Example 6: Stakeholder Report (Revenue)¶
result = magnitude.analyze_multi(
variants=[
{"name": "standard", "visitors": 3000, "mean": 48.00, "std": 22.00},
{"name": "premium_upsell", "visitors": 3000, "mean": 54.00, "std": 28.00},
{"name": "bundle_offer", "visitors": 3000, "mean": 52.00, "std": 25.00},
]
)
report = magnitude.summarize_multi(
result,
test_name="Checkout Upsell Test",
metric_name="Average Order Value",
currency="$"
)
print(report)
Output:
## 📊 Checkout Upsell Test Results
### ✅ Significant Differences Detected
**At least one variant performs differently from the others.**
### Variant Performance (Average Order Value)

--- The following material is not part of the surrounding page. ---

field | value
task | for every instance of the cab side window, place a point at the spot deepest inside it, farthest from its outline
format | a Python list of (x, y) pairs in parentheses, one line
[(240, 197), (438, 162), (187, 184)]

| Variant | Sample Size | Mean | Std Dev |
|---------|-------------|------|---------|
| premium_upsell 🏆 | 3,000 | $54.00 | $28.00 |
| bundle_offer | 3,000 | $52.00 | $25.00 |
| standard | 3,000 | $48.00 | $22.00 |
### Overall Test (ANOVA)
- **F-statistic:** 45.23
- **Degrees of freedom:** (2, 8997)
- **P-value:** 0.0001
- **Confidence level:** 95%
### Significant Pairwise Differences
- **premium_upsell** beats **standard** by $6.00 (12.5%, p=0.0001)
- **bundle_offer** beats **standard** by $4.00 (8.3%, p=0.0001)
### 📝 What This Means
With 95% confidence, there are real differences between your variants.
**premium_upsell** has the highest average order value.
Example 7: No Correction (Not Recommended)¶
You can disable Bonferroni correction, but this increases false positive risk:
# With Bonferroni (default, recommended)
result_bonf = conversion.analyze_multi(
variants=[...],
correction="bonferroni"
)
# Without correction (higher false positive risk)
result_none = conversion.analyze_multi(
variants=[...],
correction="none"
)
# Compare number of "significant" comparisons
sig_bonf = sum(1 for p in result_bonf.pairwise_comparisons if p.is_significant)
sig_none = sum(1 for p in result_none.pairwise_comparisons if p.is_significant)
print(f"With Bonferroni: {sig_bonf} significant comparisons")
print(f"Without correction: {sig_none} significant comparisons")
Use with caution
Disabling correction increases the false positive rate. Only use for exploratory analysis.